System Architecture
Christian Forney, Peter Dängeli
General Overview
hallerNet is an XML-based publication environment for historical research data. Its data consists of structural data and textual data (transcriptions, historical accounts) encoded in accordance to the [TEI] guidelines. Building on a common file system, the hallerNet environment is well-suited for different editing workflows. Schema-based data validation and version control allow a high degree of control over the research data at any stage.
The presentation of the data on the web platform uses a frontend application implemented using a common JavaScript framework. It combines two interacting services:
- a backend application consisting of XSLT transformation pipelines and
- an efficient search index.
A platform specific editing environment in the form of a framework and plugin for oXygen XML Editor is used to facilitate data authoring. In principle, the XML code is rendered using CSS rules to offer a user friendly editing interface.

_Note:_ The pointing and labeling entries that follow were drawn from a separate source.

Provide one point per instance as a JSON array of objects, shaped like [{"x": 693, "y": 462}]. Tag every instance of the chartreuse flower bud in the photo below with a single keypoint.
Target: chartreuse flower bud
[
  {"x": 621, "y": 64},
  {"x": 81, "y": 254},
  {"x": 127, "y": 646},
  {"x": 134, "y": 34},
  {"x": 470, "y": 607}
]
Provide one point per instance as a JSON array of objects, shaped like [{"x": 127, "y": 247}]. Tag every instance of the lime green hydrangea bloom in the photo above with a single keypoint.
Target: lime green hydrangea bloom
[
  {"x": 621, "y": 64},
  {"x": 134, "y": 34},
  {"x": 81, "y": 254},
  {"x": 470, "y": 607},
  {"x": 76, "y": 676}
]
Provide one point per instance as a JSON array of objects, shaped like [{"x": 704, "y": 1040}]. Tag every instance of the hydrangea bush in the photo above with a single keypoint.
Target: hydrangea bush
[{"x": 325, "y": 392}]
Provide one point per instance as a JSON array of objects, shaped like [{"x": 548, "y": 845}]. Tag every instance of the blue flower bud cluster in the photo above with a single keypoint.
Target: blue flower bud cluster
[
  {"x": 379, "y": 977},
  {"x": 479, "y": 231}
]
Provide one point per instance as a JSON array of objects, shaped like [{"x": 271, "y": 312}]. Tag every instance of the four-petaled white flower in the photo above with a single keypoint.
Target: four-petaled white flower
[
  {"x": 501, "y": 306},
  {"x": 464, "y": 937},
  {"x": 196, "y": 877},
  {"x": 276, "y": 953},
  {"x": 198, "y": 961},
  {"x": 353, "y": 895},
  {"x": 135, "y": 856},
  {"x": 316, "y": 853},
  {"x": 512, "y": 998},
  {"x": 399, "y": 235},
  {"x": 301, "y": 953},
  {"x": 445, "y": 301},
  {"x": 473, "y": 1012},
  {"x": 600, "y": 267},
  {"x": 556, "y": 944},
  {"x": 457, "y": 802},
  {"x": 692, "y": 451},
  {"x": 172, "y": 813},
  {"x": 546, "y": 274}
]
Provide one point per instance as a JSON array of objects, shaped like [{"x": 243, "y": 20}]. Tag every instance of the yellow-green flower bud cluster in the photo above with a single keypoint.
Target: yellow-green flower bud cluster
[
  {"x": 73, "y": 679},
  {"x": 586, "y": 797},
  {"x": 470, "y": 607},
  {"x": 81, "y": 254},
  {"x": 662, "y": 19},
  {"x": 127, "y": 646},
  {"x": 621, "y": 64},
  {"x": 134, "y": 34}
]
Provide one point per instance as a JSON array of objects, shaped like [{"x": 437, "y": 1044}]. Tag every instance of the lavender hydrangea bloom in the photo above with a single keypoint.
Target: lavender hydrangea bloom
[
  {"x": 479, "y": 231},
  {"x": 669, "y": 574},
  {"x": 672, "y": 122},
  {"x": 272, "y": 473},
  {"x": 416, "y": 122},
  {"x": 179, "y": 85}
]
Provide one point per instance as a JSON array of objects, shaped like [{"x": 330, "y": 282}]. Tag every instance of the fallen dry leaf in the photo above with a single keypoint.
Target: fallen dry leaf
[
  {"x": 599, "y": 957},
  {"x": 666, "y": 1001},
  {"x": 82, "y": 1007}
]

The environment integrates data lookup queries for entity linking and makes use of specific backend endpoints, for instance for the retrieval of the next available ID or updating the index.
All data and software of hallerNet are released under free licenses.
Governance and contact
The hallerNet platform is operated by the Historical Institute of the University of Bern. Please refer to https://hallernet.org/about for more information.
Contact: contact@hallernet.org
About this Documentation
The goal of this documentation is to provide an overview over the data model and software that constitutes the technical base of the hallerNet platform.
Core Principles
Architectural decisions were influenced by the following aspects:
- research data as first class citizen
- modularity
- conformance to standards (technical standards and community standards)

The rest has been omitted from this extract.